In fact, in the southern state of Rio Grande do Sul, the price actually climbed by two per cent in this week’s survey, showing that the market is firm. It reached the value of R$3.16 per kg live weight, which converts to US$1.53. Price firmness is fairly even across Brazil, though regional differences generally persist, often due to the cost of remoteness. In the state of Mato Grosso, market hog prices are generally lower than in states further south, due to the distance from the main markets and also from the ports. But on the other hand, for the same reasons of distance, feed inputs are also cheaper than in other regions. Often, in the past, producers in Mato Grosso made a bigger margin on a lower price than in other regions. However, in the deep crisis over the last year, they too went heavily into the red.

October and November are the months when pork plants and supermarkets traditionally lay in supplies of pork products for higher sales at the end of the year, and no doubt this is a factor in keeping prices firm.
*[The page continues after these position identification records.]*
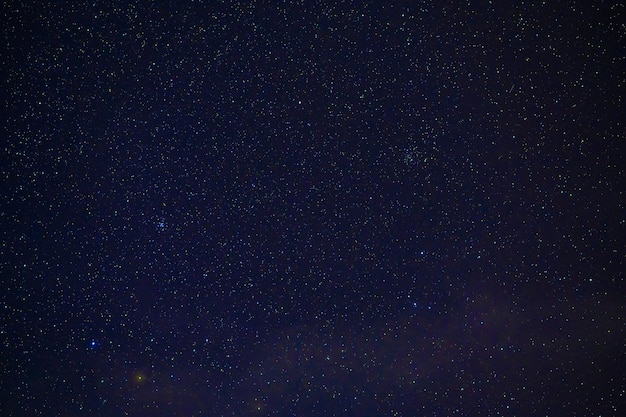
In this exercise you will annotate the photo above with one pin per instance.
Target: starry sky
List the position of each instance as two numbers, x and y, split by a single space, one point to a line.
310 208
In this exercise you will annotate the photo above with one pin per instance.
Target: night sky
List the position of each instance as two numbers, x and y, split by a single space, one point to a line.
310 208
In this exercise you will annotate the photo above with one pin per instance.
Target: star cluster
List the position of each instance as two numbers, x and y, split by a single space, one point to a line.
343 208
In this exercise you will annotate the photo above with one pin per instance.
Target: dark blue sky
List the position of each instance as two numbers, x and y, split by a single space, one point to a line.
312 208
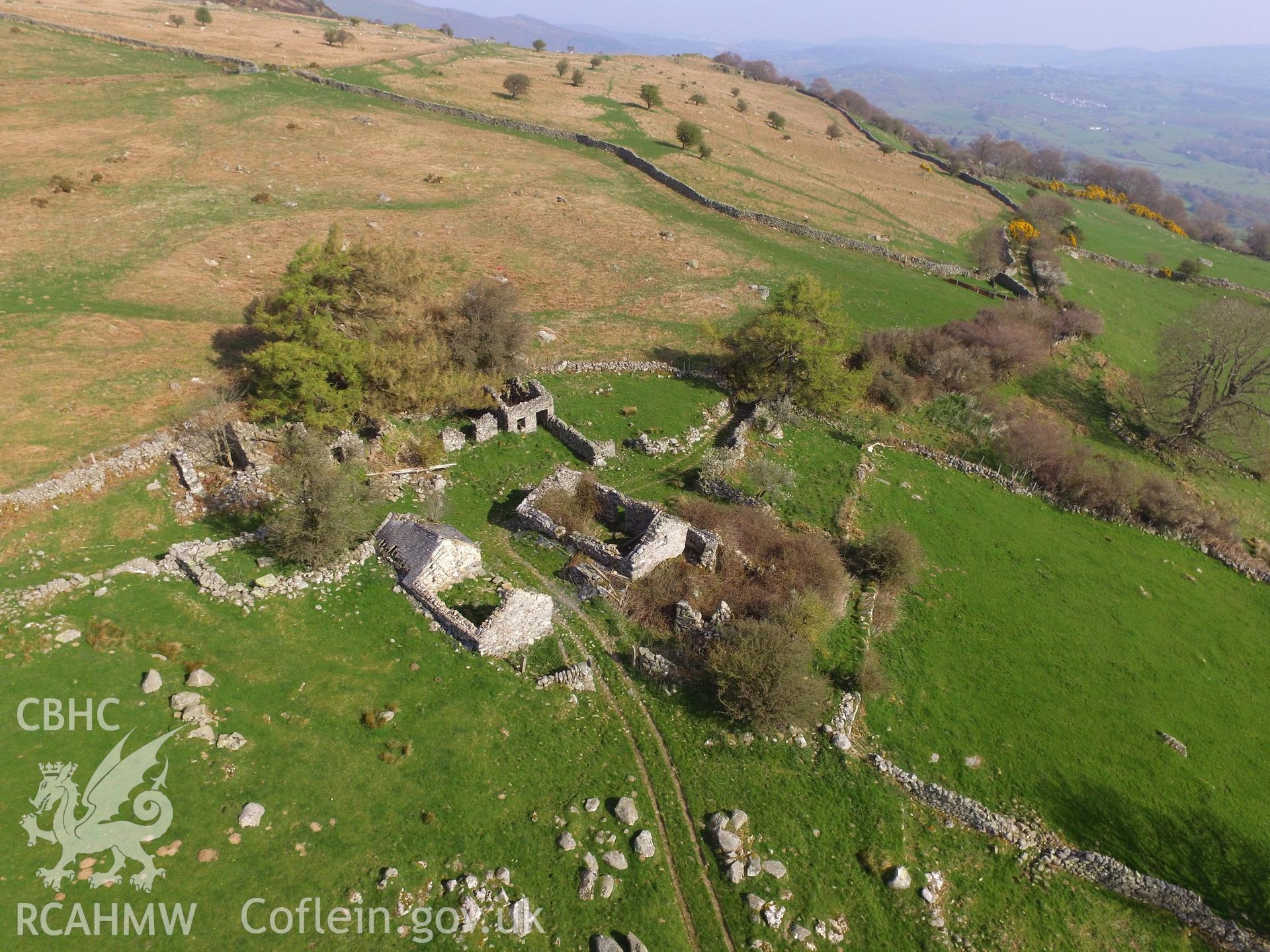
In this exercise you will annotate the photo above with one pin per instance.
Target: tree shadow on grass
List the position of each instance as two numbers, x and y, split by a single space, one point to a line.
1191 847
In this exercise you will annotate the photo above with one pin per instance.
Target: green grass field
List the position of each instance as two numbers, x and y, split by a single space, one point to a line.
1114 231
1054 648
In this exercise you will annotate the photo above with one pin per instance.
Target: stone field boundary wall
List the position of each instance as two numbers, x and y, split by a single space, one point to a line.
232 61
1152 273
1214 549
1095 867
943 270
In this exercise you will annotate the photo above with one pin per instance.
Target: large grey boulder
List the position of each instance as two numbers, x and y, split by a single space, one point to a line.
626 811
200 678
185 698
644 847
774 867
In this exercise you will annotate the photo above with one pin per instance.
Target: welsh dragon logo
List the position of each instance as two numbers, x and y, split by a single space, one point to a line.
89 826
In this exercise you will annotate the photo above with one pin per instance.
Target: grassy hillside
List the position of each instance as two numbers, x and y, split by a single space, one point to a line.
1114 231
845 186
1054 648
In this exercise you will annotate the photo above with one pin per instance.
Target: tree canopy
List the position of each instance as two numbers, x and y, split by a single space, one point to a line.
796 348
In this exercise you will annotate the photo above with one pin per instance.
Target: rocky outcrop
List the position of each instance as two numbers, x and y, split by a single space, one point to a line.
575 677
93 477
828 238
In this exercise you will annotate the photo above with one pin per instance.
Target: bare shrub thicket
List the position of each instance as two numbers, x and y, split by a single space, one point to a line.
1047 454
966 357
777 565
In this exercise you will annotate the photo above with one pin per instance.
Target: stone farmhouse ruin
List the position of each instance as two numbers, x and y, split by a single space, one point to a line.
523 407
431 557
652 535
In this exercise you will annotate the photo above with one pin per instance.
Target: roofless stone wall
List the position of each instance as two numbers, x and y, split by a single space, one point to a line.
943 270
1101 870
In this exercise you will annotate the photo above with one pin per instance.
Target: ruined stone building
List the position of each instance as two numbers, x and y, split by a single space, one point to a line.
431 557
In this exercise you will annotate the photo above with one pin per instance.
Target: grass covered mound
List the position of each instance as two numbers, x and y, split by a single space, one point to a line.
1054 648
Added to the fact that many independent producers have cut back or ceased production, it all creates positive pressure on prices.

However, a driving force in the market is the recent surprising performance of exports. In October, Brazil exported 61,742 metric tons of pork products. This is an increase of 33.6 per cent on the volume for October 2011, and is the highest monthly figure for 2012.

The two major destinations for exports were Ukraine, which took 27.67 per cent of October’s total, followed by Hong Kong with17.8 per cent. Exports to Argentina, which used to be an important and convenient destination for Brazilian pork, have become the victim of Argentina’s strange economic policies during 2012, and are constantly subject to instant blockages which create havoc for both Brazilian exporters and Argentine importers. Total exports to Argentina year to date have been about 19,000 metric tons, a figure 43 per cent lower than the same period last year.

The Brazilian real is steadily devaluing on the foreign exchange market and is now at R$2.07 per US$1. This is a factor that will give a boost to pork exporting companies, though on the other side of the equation, it increases domestic prices of the major inputs, principally corn and soy meal.

With news from around the globe of reductions in sow herds in the major pork producing countries, there is reason to believe that 2013, now just around the corner, could perhaps bring high pork prices on international markets. This would be a boon to remaining producers who have a lot of losses to try to earn back after years of low prices.